Ook in Afghanistan verslechterde de situatie. „Christenen met een moslimachtergrond hebben het heel moeilijk. In 2004 zijn ten minste vijf van hen vermoord.” Ethiopië verscheen voor het eerst in de topvijftig. Net als in buurland Eritrea worden bijbelgetrouwe kerken er niet erkend. „In Ethiopië ondervonden bijbelgetrouwe christenen in 2004 de meeste tegenstand van plaatselijke overheden en in overwegend islamitische streken voornamelijk van radicale moslims. Christenen zijn gevangengezet of moesten onderduiken.”
In Sudan werden vorig jaar minder christenen gedood of mishandeld dan in 2003. „De strijd in Darfur is er een tussen moslims en moslims. Er zijn vrijwel geen christenen bij betrokken. Er is goede hoop dat het vredesakkoord voor een verdere verbetering zal zorgen. Naar schatting zijn tijdens de afgelopen burgeroorlog tussen Noord- en Zuid-Sudan sinds 1983 meer dan 2 miljoen mensen omgekomen.”
Ook in Colombia zijn in 2004 minder christenen omgekomen dan het jaar ervoor, „wat niet wegneemt dat christenen in dit land, met name buiten de grote steden, gevaar lopen ontvoerd of vermoord te worden. Ook slaan christenen nog steeds op de vlucht vanwege bedreigingen door gewelddadige groeperingen.”
Recente informatie uit Birma toont, aldus Open Doors, aan dat de vervolging minder is dan voorheen. „Niettemin werden in 2004 nog steeds kerken gesloten en hebben christenen moeite om hun gemeente geregistreerd te krijgen, of om een bouwvergunning voor een kerk te verkrijgen.” Ook in Algerije is een lichte verbetering merkbaar. „De Algerijnen beginnen te wennen aan het feit dat er christenen in hun land wonen, en doorgaans bemoeit de overheid zich niet met kerkelijke activiteiten. Bekeerlingen vanuit de islam ondervinden nog wel veel druk.”

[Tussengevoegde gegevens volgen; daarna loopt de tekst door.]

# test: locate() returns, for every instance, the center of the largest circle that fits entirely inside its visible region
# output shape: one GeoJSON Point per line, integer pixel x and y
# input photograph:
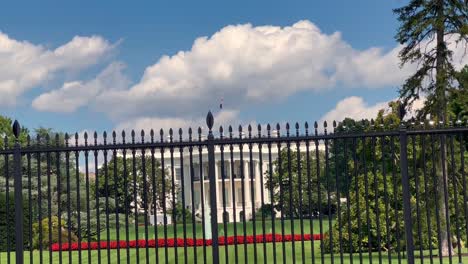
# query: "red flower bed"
{"type": "Point", "coordinates": [179, 242]}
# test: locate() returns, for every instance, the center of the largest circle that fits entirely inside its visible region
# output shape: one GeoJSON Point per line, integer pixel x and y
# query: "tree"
{"type": "Point", "coordinates": [115, 180]}
{"type": "Point", "coordinates": [376, 164]}
{"type": "Point", "coordinates": [425, 30]}
{"type": "Point", "coordinates": [309, 193]}
{"type": "Point", "coordinates": [458, 98]}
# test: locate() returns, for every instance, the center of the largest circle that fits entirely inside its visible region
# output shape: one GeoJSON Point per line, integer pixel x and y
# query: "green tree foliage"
{"type": "Point", "coordinates": [116, 180]}
{"type": "Point", "coordinates": [7, 221]}
{"type": "Point", "coordinates": [309, 193]}
{"type": "Point", "coordinates": [458, 98]}
{"type": "Point", "coordinates": [57, 233]}
{"type": "Point", "coordinates": [372, 217]}
{"type": "Point", "coordinates": [425, 31]}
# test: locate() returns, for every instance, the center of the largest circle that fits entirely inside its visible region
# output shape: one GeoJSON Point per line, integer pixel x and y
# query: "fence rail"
{"type": "Point", "coordinates": [271, 195]}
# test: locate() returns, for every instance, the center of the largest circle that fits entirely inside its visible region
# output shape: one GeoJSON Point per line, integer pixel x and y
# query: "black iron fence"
{"type": "Point", "coordinates": [363, 194]}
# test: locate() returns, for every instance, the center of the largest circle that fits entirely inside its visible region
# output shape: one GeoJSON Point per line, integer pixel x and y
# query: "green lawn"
{"type": "Point", "coordinates": [229, 227]}
{"type": "Point", "coordinates": [231, 255]}
{"type": "Point", "coordinates": [310, 247]}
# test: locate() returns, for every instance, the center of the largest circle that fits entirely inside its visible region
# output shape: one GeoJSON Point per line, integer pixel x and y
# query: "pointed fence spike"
{"type": "Point", "coordinates": [209, 120]}
{"type": "Point", "coordinates": [16, 129]}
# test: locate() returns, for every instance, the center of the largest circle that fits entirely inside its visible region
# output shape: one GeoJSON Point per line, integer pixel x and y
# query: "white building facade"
{"type": "Point", "coordinates": [243, 179]}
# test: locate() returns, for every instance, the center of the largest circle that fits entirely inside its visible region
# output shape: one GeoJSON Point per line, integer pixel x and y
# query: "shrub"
{"type": "Point", "coordinates": [266, 210]}
{"type": "Point", "coordinates": [55, 233]}
{"type": "Point", "coordinates": [7, 222]}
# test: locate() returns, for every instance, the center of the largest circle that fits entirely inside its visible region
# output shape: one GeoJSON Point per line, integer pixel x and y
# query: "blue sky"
{"type": "Point", "coordinates": [132, 36]}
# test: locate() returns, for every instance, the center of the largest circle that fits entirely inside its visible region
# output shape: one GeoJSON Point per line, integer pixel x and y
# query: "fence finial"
{"type": "Point", "coordinates": [16, 129]}
{"type": "Point", "coordinates": [209, 120]}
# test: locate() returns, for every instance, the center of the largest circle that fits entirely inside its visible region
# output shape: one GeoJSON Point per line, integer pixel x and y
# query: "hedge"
{"type": "Point", "coordinates": [7, 222]}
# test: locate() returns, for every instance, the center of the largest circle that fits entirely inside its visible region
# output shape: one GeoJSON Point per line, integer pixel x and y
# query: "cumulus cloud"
{"type": "Point", "coordinates": [26, 65]}
{"type": "Point", "coordinates": [73, 95]}
{"type": "Point", "coordinates": [243, 63]}
{"type": "Point", "coordinates": [246, 64]}
{"type": "Point", "coordinates": [353, 107]}
{"type": "Point", "coordinates": [356, 108]}
{"type": "Point", "coordinates": [223, 118]}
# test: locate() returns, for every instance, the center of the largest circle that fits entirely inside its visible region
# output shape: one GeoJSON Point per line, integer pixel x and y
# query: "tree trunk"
{"type": "Point", "coordinates": [441, 106]}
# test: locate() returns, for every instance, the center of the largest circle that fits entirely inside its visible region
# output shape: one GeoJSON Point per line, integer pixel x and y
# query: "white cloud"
{"type": "Point", "coordinates": [356, 108]}
{"type": "Point", "coordinates": [244, 65]}
{"type": "Point", "coordinates": [223, 118]}
{"type": "Point", "coordinates": [73, 95]}
{"type": "Point", "coordinates": [353, 107]}
{"type": "Point", "coordinates": [25, 65]}
{"type": "Point", "coordinates": [247, 64]}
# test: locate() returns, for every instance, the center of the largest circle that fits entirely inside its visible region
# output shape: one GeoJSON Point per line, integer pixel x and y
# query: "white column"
{"type": "Point", "coordinates": [258, 175]}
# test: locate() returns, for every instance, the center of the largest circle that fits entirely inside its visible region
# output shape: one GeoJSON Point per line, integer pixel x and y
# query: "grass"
{"type": "Point", "coordinates": [288, 255]}
{"type": "Point", "coordinates": [249, 226]}
{"type": "Point", "coordinates": [312, 253]}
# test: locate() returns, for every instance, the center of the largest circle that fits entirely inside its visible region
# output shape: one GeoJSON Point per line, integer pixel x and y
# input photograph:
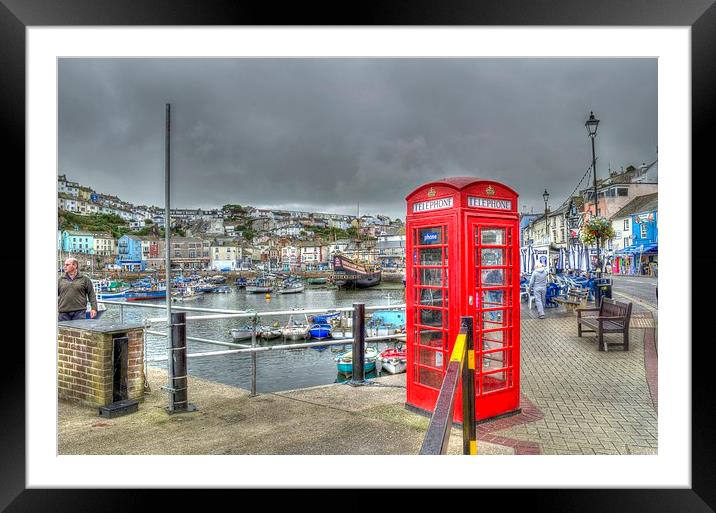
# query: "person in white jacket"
{"type": "Point", "coordinates": [538, 287]}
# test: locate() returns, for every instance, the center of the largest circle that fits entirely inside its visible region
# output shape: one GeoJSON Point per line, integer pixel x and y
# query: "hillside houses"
{"type": "Point", "coordinates": [628, 198]}
{"type": "Point", "coordinates": [228, 238]}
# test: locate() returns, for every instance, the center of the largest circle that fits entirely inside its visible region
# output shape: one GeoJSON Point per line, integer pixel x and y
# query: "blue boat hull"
{"type": "Point", "coordinates": [347, 368]}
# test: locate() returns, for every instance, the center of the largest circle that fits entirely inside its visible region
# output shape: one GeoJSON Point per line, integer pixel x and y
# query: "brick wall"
{"type": "Point", "coordinates": [85, 368]}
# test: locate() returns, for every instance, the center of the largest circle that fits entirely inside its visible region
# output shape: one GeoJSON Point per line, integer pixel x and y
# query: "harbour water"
{"type": "Point", "coordinates": [276, 370]}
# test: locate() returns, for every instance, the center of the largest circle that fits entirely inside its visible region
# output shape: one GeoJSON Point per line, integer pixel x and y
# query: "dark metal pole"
{"type": "Point", "coordinates": [358, 375]}
{"type": "Point", "coordinates": [178, 391]}
{"type": "Point", "coordinates": [596, 203]}
{"type": "Point", "coordinates": [167, 264]}
{"type": "Point", "coordinates": [469, 427]}
{"type": "Point", "coordinates": [254, 325]}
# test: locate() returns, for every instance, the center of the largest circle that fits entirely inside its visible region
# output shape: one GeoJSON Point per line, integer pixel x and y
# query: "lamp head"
{"type": "Point", "coordinates": [592, 124]}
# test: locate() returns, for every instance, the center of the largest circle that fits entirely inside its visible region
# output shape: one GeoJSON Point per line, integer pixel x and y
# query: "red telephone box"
{"type": "Point", "coordinates": [462, 243]}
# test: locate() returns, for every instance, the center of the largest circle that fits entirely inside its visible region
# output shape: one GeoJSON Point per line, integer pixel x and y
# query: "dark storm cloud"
{"type": "Point", "coordinates": [325, 134]}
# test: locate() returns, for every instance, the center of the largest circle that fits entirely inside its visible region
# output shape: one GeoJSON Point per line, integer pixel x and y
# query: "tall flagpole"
{"type": "Point", "coordinates": [167, 264]}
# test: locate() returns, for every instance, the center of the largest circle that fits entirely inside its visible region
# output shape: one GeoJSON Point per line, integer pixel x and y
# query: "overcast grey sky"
{"type": "Point", "coordinates": [325, 134]}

In Turkije werden de godsdienstwetten „min of meer aangepast aan Europese normen. Sommige christenen hebben hiervan geprofiteerd. Maar de wetsverandering heeft nog geen mentaliteitsverandering tot gevolg gehad bij de Turkse meerderheid. Lagere overheden hadden in 2004 moeite met de toepassing van de nieuwe wetten.” In Qatar betekende de eerste grondwet uit de geschiedenis van deze Golfstaat vrijheid van godsdienst voor de bevolking. Vijf christelijke gemeenten kregen toestemming voor de bouw van een kerk. „Het is voor het eerst sinds de zevende eeuw dat er in Qatar kerken te zien zijn.”
De Ranglijst Christenvervolging wordt samengesteld aan de hand van vragenlijsten met 49 vragen. Aan de vragen worden punten toegekend. Het land dat de meeste punten scoort, komt boven aan de ranglijst.